Clustering Initialization

A clustering algorithm usually relies on an initialization scheme to bootstrap the clustering procedure.

Seeding

Seeding is an important family of methods for clustering initialization, which generally refers to an procedure to select a few seeds from a data set, each serving as the initial center of a cluster.

Seeding functions

The packages provide two functions initseeds and initseeds_by_costs for seeding:

initseeds(algname, X, k)

Select k seeds from a given sample matrix X.

It returns an integer vector of length k that contains the indexes of chosen seeds.

Here, algname indicates the seeding algorithm, which should be a symbol that may take either of the following values:

algname description
:rand Randomly select a subset as seeds
:kmpp

Kmeans++ algorithm, i.e. choose seeds sequentially, the probability of an sample to be chosen is proportional to the minimum cost of assigning it to existing seeds.

Reference:

D. Arthur and S. Vassilvitskii (2007). K-means++: the Advantages of Careful Seeding. 18th Annual ACM-SIAM symposium on Discrete algorithms, 2007.

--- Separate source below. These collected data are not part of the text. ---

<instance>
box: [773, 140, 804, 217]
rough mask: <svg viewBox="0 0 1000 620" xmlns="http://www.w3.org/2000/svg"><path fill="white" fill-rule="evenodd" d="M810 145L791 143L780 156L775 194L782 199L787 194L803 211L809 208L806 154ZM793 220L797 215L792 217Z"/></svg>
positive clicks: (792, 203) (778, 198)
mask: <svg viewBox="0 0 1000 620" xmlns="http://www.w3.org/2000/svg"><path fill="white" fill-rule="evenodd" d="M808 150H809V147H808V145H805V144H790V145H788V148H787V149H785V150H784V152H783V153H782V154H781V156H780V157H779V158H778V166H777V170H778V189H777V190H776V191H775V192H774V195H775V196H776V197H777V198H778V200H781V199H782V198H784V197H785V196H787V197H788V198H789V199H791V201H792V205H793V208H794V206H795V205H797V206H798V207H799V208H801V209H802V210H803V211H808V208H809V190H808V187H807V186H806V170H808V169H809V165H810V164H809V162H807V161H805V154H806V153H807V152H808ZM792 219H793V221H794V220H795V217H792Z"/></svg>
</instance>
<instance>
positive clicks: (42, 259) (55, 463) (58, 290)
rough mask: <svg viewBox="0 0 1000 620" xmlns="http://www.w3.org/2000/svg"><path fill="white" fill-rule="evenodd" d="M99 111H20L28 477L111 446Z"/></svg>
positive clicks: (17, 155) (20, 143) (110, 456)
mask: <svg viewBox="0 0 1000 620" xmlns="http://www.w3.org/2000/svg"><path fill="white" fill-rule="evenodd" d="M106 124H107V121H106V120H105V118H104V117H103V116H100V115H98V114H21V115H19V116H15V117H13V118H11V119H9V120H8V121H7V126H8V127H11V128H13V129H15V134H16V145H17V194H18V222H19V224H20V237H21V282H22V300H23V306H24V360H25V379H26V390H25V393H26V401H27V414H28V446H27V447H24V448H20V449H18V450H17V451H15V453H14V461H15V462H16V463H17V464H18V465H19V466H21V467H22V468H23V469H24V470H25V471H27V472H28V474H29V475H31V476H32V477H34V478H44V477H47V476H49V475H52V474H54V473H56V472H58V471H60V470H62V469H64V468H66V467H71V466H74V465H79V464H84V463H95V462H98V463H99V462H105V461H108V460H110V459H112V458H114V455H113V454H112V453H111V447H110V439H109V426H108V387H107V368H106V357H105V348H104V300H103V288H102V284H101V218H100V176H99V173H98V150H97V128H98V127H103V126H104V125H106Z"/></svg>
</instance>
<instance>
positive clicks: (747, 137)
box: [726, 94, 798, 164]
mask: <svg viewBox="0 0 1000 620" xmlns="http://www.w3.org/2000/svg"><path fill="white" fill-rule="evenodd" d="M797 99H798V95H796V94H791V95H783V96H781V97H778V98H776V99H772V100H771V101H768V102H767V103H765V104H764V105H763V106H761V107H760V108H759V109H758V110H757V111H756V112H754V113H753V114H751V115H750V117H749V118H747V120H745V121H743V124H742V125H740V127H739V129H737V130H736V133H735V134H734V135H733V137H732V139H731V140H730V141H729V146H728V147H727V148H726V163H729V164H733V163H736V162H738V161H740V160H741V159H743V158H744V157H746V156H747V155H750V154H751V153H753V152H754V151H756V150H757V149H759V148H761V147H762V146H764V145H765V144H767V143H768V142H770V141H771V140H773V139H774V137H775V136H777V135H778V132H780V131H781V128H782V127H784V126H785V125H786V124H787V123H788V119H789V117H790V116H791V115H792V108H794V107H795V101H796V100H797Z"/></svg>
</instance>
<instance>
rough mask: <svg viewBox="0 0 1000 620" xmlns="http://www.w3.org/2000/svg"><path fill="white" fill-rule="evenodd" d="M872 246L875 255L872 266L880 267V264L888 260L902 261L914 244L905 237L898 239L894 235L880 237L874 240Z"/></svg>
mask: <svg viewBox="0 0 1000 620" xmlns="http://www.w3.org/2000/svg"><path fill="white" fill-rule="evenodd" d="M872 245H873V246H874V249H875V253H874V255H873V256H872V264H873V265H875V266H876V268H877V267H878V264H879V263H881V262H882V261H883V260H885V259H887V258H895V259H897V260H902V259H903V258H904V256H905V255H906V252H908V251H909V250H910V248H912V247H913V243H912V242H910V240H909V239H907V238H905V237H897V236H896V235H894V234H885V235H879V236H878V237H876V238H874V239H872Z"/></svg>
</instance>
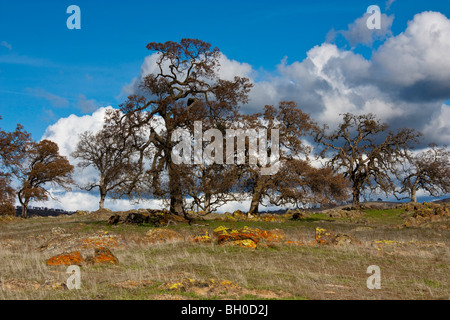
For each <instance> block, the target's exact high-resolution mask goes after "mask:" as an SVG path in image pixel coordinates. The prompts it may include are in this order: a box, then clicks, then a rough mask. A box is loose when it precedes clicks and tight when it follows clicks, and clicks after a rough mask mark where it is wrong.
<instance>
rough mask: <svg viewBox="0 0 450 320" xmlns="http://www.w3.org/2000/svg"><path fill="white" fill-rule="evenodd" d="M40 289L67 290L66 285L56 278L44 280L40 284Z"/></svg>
mask: <svg viewBox="0 0 450 320" xmlns="http://www.w3.org/2000/svg"><path fill="white" fill-rule="evenodd" d="M41 288H42V289H47V290H67V285H66V284H65V283H63V282H60V281H58V280H53V279H51V280H45V282H44V284H42V286H41Z"/></svg>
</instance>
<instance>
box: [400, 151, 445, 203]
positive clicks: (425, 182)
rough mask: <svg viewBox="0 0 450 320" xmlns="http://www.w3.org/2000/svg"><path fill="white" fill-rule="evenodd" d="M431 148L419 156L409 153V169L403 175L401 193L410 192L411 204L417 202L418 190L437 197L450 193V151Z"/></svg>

:kmcen Choose the k samples with highest centrality as seeds.
initseeds_by_costs(algname, C, k)

Select k seeds based on a cost matrix C.

Here, C[i,j] is the cost of binding samples i and j to the same cluster. One may, for example, use the squared Euclidean distance between samples as the costs.

The argument algname determines the choice of algorithm (see above).

In practice, we found that Kmeans++ is the most effective method for initial seeding. Thus, we provide specific functions to simply the use of Kmeans++ seeding:

kmpp(X, k)

Use Kmeans++ to choose k seeds from a data set given by a sample matrix X.

kmpp_by_costs(C, k)

Use Kmeans++ to choose k seeds based on a cost matrix C.

Internals

In this package, each seeding algorithm is represented by a sub-type of SeedingAlgorithm. Particularly, the random selection algorithm, Kmean++, and centrality-based algorithm are respectively represented by sub-types RandSeedAlg, KmppAlg, and KmCentralityAlg.

For each sub type, the following methods are implemented:

initseeds!(iseeds, alg, X)

Select seeds from a given sample matrix X, and write the results to iseeds.

Parameters:
  • iseeds – An pre-allocated array to store the indexes of the chosen seeds.
  • alg – The algorithm instance.
  • X – The given data matrix. Each column of X is a sample.
Returns:

iseeds

initseeds_by_costs!(iseeds, alg, C)

Select seeds based on a given cost matrix C, and write the results to iseeds.

Parameters:
  • iseeds – An pre-allocated array to store the indexes of the chosen seeds.
  • alg – The algorithm instance.
  • C – The cost matrix. The value of C[i,j] is the cost of binding samples i and j into the same cluster.
Returns:

iseeds

Note: For both functions above, the length of iseeds determines the number of seeds to be selected.

To define a new seeding algorithm, one has to first define a sub type of SeedingAlgorithm and implement the two functions above.